The brown clay pot sits at a spot where in most urban homes in Kenya, one finds a water dispenser from which members of the family draw their drinking water.

For Mwasia, however, she has stuck with the good, old and traditional pot, despite living in the city and being exposed to a myriad of water cooling technologies.

"This earthen pot has served me for close to a decade now," Mwasia, who runs a boutique in the middle-income estate, said on Monday.

"I sourced it from a women's group in western Kenya and it has never disappointed me. I think they make the best pots ever," she said.

Her family is among many in the East African nation in both urban and rural areas that have clung onto the clay pot for cooling water and cooking, offering potters mainly in western and central Kenya steady market amid modern technologies.

Mwasia has placed the pot inside a container with sand, explaining that it offers the water inside the pot a natural environment, just as it would be in the river.

"I have used a water pot all my life after learning the art of cooling water from my mother. There is a time I switched to a water dispenser but abandoned it after my two children and I got a cold from the water because it was too cold," she explained.

The earthen pot, according to her, keeps water at room temperature, making it neither hot nor cold, therefore, it can be drunk without either cooling or warming it.

"With water dispenser, one has to fetch cold or hot and cool or warm it depending on their preference. This comes with costs since the machine uses electricity and one has to buy bottled water at 400 shillings for 20 liters," said Mwasia, noting she fetches water from the tap and puts in a purifier before cooling it.

To make the pots appeal to more people, and not just diehards like Mwasia, potters in Kenya are giving them a modern look, with the latest ones having a tap to make fetching water easier, just as it with the dispenser.

With the old pots, one had to draw water from an opening at the top by dipping a cup inside, which was unhygienic.

"I cured this menace by introducing a tap on my water pots," Victoria Njeri, a potter based in Murang'a, central Kenya, said.

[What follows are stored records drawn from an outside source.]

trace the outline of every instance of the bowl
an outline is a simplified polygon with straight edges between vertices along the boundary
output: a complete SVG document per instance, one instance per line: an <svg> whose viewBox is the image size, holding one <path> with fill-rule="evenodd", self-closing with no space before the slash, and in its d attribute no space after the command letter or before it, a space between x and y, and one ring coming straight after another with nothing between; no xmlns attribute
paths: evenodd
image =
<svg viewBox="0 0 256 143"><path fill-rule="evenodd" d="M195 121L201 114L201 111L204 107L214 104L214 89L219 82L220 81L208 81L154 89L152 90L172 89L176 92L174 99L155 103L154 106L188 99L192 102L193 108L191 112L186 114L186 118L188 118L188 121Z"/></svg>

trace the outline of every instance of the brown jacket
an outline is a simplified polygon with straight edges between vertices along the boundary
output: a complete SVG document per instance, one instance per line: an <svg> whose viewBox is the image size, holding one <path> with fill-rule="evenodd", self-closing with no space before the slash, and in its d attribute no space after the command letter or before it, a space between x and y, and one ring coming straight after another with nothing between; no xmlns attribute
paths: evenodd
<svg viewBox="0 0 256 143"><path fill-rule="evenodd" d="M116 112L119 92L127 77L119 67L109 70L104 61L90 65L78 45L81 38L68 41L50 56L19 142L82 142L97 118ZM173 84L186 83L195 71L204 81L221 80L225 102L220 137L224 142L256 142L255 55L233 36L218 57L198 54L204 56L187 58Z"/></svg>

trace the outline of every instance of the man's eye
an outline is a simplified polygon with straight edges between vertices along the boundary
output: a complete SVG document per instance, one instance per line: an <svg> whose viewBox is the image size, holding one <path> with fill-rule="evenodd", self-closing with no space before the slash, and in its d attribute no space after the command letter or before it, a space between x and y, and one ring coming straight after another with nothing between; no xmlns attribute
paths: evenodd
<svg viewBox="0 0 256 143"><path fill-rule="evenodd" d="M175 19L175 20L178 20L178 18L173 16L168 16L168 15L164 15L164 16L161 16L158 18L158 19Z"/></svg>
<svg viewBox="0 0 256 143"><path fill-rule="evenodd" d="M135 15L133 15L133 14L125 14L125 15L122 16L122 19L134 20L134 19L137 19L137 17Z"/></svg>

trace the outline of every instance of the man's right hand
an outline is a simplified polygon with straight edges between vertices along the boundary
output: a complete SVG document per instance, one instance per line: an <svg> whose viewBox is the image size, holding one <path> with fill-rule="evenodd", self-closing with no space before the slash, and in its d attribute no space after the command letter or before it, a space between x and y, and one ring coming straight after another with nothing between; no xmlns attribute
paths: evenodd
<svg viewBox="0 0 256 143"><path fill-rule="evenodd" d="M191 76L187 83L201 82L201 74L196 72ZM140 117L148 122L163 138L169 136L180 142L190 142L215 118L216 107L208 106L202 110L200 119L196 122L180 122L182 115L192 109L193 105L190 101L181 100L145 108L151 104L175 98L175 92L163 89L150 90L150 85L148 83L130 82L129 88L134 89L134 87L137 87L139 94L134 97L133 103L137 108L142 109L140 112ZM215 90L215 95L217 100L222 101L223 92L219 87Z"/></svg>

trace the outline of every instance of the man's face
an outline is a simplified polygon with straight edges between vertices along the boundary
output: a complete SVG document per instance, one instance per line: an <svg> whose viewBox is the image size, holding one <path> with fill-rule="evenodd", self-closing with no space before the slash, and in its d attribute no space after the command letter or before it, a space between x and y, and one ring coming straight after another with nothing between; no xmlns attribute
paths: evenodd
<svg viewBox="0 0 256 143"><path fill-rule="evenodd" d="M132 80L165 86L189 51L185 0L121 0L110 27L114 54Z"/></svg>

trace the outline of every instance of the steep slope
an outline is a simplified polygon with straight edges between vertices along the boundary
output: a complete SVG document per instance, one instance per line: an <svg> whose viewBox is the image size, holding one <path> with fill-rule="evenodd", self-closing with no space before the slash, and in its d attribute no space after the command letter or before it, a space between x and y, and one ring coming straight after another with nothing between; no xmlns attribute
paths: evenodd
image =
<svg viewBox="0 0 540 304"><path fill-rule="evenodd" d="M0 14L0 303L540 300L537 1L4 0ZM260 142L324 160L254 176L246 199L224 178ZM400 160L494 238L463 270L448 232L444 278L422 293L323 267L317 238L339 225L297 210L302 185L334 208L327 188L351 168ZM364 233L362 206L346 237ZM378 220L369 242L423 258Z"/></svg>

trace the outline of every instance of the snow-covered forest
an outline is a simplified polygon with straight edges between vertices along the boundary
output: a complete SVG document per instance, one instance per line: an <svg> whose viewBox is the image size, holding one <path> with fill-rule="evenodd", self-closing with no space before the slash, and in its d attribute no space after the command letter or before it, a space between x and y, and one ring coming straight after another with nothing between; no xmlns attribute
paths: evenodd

She has dubbed the pot "African water fridge" and sells a 15-liter capacity pot for 6 dollars. "At the top, however, the opening remains, which is used to refill the pot and clean it preferably once a week."

Meanwhile, earthen cooking pots are also still popular with families and eateries, which use them to cook foods that need lengthy boiling like a mixture of bean, maize and tripe

"The good thing with the earthen pot is that it conserves energy, therefore, the food boils faster unlike the aluminum cooking pot (sufuria)," said Mathews Omune, who runs an eatery in Komarock in eastern Nairobi.

Omune noted that he uses about an-hour-and-a-half to boil a mixture of beans and maize in a clay pot, which is about half the time one would spend when using sufuria, therefore, saving on charcoal that he buys at 30 dollars presently.

To make the pots, potters like Njeri source for clay from rivers, and mold them with the aid of metal shapes and later place them in a kiln where they burn in a temperature of over 500 degrees for up to 10 hours.

Clay water pots cut the use of electricity, while cooking pots save energy and are, therefore, environment friendly, according to Global Village Energy Partnership.

Clay pots in Kenya were first used by communities some 8,000 years ago, according to the National Museums of Kenya.